What makes this bunch of young people unique is that they don’t like themselves. It doesn’t occur to them that they deserve better – I mean that they don’t think they deserve a real shot at the good life and the help they desperately need to attain it. To complicate matters, a lot of these young people are truly damaged goods. Even though I’m in the thick of it, I have a hard time calling these things. But this makes it all the more essential that we work on the youngsters we can work with. Those ones aren’t too hard to spot to the perceptive viewer. It’s worth keeping an eye out for the corporals among the privates. And if we get them going, they can sift through their questionable peers.

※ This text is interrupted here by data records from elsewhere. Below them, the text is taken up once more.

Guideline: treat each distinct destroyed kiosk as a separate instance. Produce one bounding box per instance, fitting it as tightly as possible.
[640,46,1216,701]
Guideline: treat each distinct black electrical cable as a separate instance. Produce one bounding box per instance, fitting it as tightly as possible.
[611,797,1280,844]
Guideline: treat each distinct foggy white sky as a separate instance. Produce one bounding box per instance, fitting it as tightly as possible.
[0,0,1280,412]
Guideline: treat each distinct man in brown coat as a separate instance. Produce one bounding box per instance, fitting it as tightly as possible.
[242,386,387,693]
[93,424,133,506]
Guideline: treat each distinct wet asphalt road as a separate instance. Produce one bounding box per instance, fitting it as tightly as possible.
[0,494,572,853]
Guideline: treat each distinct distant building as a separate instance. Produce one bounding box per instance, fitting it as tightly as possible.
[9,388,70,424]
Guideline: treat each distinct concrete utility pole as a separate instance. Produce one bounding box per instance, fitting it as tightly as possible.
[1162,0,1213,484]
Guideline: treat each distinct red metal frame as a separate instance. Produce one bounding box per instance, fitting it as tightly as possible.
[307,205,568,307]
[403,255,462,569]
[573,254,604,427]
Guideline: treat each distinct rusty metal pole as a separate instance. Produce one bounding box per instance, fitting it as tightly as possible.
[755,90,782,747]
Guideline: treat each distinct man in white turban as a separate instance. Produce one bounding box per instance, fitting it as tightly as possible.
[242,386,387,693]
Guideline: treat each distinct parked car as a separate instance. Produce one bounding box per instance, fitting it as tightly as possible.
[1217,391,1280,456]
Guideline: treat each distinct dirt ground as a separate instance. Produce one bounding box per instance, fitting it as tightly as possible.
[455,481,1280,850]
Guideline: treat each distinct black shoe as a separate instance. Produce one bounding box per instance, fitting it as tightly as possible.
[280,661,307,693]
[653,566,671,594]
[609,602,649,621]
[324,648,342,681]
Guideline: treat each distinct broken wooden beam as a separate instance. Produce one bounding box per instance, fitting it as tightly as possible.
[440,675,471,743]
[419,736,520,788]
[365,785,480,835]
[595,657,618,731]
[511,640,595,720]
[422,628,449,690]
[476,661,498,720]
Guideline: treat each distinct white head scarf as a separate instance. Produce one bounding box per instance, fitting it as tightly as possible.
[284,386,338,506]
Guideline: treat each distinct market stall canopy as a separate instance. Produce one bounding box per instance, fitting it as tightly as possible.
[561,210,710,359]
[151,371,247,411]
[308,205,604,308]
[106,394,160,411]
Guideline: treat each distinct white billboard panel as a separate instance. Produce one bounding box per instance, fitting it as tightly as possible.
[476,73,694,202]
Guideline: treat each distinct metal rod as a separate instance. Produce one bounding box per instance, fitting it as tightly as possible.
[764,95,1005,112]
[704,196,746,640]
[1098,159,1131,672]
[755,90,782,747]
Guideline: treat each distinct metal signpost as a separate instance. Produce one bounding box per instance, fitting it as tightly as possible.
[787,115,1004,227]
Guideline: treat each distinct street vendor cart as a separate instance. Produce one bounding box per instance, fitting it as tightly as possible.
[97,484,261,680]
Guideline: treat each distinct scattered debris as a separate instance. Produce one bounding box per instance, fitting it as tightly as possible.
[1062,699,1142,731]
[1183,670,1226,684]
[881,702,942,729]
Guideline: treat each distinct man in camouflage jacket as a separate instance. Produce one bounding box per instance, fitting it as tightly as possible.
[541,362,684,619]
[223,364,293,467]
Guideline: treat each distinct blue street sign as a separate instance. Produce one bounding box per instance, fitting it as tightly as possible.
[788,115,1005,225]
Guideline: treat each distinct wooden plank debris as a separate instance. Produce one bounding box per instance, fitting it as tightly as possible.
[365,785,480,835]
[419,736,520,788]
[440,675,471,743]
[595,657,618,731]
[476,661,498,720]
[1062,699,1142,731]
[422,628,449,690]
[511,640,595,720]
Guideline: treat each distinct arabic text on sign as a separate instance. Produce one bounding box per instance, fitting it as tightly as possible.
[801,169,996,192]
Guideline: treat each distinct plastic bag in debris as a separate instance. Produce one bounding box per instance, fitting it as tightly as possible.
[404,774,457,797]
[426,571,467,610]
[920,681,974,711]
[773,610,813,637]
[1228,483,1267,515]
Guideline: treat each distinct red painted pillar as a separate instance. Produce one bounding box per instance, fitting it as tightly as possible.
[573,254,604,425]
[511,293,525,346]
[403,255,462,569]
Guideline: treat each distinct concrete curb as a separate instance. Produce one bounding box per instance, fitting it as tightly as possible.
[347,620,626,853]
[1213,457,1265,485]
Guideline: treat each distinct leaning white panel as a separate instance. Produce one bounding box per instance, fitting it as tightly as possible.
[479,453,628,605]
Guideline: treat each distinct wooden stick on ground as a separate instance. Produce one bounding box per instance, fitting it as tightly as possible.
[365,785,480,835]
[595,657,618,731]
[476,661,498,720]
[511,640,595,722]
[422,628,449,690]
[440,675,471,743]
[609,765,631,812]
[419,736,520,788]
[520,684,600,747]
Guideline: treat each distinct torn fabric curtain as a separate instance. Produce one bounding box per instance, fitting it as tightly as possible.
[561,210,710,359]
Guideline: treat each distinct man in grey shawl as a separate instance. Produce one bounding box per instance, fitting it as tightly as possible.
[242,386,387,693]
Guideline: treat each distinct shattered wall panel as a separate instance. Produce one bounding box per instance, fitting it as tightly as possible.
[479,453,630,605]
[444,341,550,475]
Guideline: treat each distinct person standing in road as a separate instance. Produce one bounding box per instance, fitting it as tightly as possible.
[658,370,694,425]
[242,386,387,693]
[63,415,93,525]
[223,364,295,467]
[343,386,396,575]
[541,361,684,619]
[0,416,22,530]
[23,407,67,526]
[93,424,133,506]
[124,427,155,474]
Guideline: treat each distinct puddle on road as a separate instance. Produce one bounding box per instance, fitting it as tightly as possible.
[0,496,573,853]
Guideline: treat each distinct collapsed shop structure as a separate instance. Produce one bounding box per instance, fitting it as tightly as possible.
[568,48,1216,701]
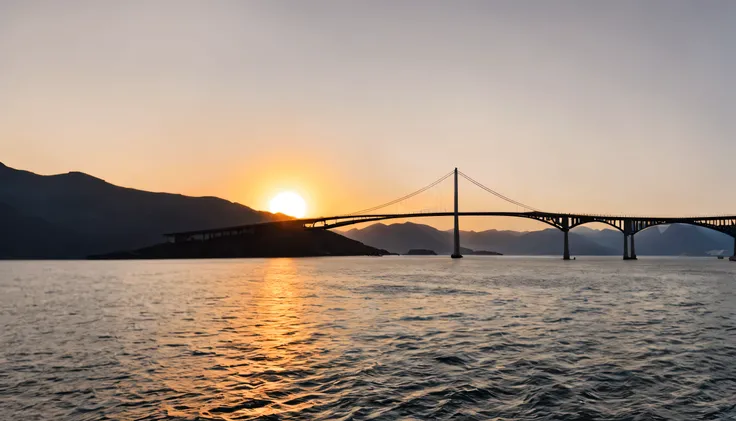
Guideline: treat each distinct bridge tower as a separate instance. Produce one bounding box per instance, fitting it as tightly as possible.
[624,220,637,260]
[450,168,463,259]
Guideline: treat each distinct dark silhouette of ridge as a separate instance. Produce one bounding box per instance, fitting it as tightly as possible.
[0,163,288,258]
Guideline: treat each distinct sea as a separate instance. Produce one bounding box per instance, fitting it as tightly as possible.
[0,256,736,420]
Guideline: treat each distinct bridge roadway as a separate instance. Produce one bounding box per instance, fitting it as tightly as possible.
[165,211,736,260]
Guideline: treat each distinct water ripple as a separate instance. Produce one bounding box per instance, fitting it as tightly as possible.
[0,257,736,420]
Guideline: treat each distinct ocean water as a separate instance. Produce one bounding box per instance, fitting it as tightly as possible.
[0,256,736,420]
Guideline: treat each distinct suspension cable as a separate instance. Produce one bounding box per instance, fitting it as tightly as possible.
[347,170,455,216]
[458,171,542,212]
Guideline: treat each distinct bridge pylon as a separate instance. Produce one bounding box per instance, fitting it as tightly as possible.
[450,168,463,259]
[562,216,570,260]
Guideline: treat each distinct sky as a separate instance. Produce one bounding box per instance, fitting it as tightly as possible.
[0,0,736,229]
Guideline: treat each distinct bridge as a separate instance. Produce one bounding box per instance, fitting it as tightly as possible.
[165,168,736,260]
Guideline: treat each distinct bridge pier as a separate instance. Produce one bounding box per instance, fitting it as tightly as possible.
[629,234,638,260]
[450,168,463,259]
[562,217,570,260]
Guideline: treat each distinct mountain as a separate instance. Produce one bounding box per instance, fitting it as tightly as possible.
[344,223,733,256]
[0,163,286,258]
[90,222,388,259]
[343,222,615,255]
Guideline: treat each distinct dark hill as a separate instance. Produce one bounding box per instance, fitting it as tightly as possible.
[91,224,388,259]
[0,164,284,258]
[344,222,614,255]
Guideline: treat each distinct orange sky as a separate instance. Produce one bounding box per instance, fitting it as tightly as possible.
[0,0,736,229]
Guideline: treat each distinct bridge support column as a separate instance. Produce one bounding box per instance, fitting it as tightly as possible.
[562,217,570,260]
[450,168,463,259]
[629,234,638,260]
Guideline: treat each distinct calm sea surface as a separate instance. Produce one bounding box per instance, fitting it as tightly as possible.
[0,257,736,420]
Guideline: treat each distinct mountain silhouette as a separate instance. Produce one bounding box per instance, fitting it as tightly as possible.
[0,163,287,258]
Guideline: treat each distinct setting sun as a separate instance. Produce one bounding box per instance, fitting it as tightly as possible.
[269,192,307,218]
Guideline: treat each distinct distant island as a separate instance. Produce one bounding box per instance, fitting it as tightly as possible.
[470,250,503,256]
[406,249,437,256]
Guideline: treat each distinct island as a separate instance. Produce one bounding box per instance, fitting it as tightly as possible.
[470,250,503,256]
[88,222,389,260]
[406,249,437,256]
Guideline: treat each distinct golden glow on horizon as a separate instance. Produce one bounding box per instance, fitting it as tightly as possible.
[269,191,307,218]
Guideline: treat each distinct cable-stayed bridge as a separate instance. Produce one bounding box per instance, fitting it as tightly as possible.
[165,168,736,260]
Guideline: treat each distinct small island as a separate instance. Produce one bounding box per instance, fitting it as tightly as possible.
[470,250,503,256]
[406,249,437,256]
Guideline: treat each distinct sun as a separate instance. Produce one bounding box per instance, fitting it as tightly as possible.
[269,191,307,218]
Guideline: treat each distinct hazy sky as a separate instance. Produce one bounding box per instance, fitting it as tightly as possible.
[0,0,736,228]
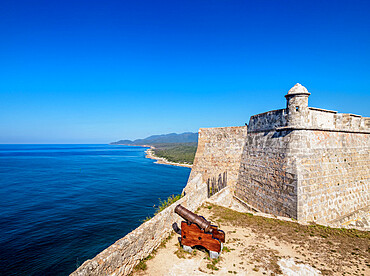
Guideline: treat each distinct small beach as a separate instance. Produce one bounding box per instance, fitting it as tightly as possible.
[145,146,193,168]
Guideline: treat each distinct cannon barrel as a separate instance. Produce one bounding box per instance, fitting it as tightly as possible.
[175,204,212,232]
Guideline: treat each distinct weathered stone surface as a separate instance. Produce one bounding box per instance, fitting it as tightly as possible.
[235,84,370,223]
[185,126,247,197]
[72,84,370,276]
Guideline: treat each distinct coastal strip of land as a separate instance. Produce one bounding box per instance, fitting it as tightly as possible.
[145,146,193,168]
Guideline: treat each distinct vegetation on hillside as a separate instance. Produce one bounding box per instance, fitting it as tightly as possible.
[153,143,197,164]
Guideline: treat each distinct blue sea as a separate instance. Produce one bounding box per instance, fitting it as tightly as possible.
[0,145,190,275]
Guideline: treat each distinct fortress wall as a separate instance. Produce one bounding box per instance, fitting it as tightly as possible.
[235,109,298,218]
[295,130,370,223]
[309,107,337,129]
[248,109,286,131]
[185,126,247,197]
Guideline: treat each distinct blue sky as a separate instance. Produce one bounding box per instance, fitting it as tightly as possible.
[0,0,370,143]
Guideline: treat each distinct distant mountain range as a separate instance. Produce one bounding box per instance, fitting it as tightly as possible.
[110,132,198,145]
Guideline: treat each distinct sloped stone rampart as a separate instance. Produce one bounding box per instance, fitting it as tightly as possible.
[296,130,370,223]
[235,131,298,218]
[185,126,247,196]
[71,176,207,276]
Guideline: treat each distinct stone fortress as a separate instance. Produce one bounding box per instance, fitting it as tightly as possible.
[71,83,370,276]
[185,83,370,223]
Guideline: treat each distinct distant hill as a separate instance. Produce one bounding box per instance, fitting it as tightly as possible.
[110,132,198,145]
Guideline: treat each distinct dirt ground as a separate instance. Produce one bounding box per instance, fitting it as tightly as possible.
[133,203,370,276]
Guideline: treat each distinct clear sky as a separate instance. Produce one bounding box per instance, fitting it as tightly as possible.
[0,0,370,143]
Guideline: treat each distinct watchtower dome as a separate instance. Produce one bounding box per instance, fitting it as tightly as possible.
[285,83,311,127]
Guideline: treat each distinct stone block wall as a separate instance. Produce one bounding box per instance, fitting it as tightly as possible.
[235,128,298,218]
[184,126,247,196]
[296,130,370,223]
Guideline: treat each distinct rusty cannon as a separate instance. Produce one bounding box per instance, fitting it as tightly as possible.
[174,204,225,259]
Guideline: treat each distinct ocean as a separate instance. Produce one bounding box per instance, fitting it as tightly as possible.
[0,145,190,275]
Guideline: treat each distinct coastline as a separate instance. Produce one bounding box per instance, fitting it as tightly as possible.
[143,146,193,168]
[110,144,193,168]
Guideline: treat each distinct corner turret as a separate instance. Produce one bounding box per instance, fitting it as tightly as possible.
[285,83,311,127]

In an ideal world, busy adults could be busy with their business. But the times aren’t ideal. The kids are not alright. Thankfully they’re not done for. They just don’t have a high enough opinion of themselves to think they’re worth anybody’s time – they don’t even think they’re worth their own. But if you have some to spare, consider adopting one of the few you think has some potential. Give it a try even if they don’t ask (most won’t have the courage). But if we’re lucky, they, and your biological grandchildren, will thank you for the help they didn’t know how to ask for.

*** Special thanks to @flicker for encouraging this follow-up post. I hope I moved the needle towards what you were asking about. I owe you at least one more post about the other thing!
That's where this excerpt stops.